Just got back from a fascinating week in Berlin, courtesy of the EU's Grundtvig Programme, who funded me to do what they call "In-Service Training" with an organisation called the Comparative Research Network, looking at interculturalism and cross-community dialogue.  CRN is an academic set-up, largely run by geographers, but the workshop was very practical, indeed very theatrical, in its approach, and pointed some really useful ways of making use of theoretical ideas around cultural exchange.  Just the sort of thing we've been looking to develop in the community engagement side of the company.

Take the image above.  The feet belong to a Turkish woman, a first-generation migrant to Berlin, who lives in the Kreuzberg area of the city.  This is a hugely diverse part of the city, far from the conventional tourist trail, and it seemed strange to be led around in a tour group.  But the viewpoint and ideas of a local guide from a particular community enabled us to see the area very differently.  There is history everywhere you look...  even in Berlin's equivalent of Tottenham.  The little bronze plaques at her feet are miniature memorials to Jewish people taken to the concentration camps by the Nazis.  There are many of them along Karl-Marx-strasse.  She showed us her mosque, which is a converted Christian Free Church, a school where 90% of the pupils are from immigrant backgrounds, shop windows with clothes for Turkish weddings and circumcisions.  The city from inside.  A beautiful cultural reversal.

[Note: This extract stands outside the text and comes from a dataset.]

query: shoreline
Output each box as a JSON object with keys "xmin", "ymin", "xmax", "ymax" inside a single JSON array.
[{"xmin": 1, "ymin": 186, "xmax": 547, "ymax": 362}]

On the last day of the workshop, after presenting what we do to the rest of a very cross-disciplinary group, I found myself talking animatedly about how exciting it had been to take part in a workshop so specifically rooted in the city.  One year ago, I said, only a few yards from the Wood Green office, my own city had been in flames.  We have to address this disjuncture between living somewhere and regarding it as home.  We have to find ways for people to validate their London neighbourhoods as cultural spaces in which they are at home.  I still have to process the ideas from the workshop fully - but my sense is that they may point some exciting ways forward.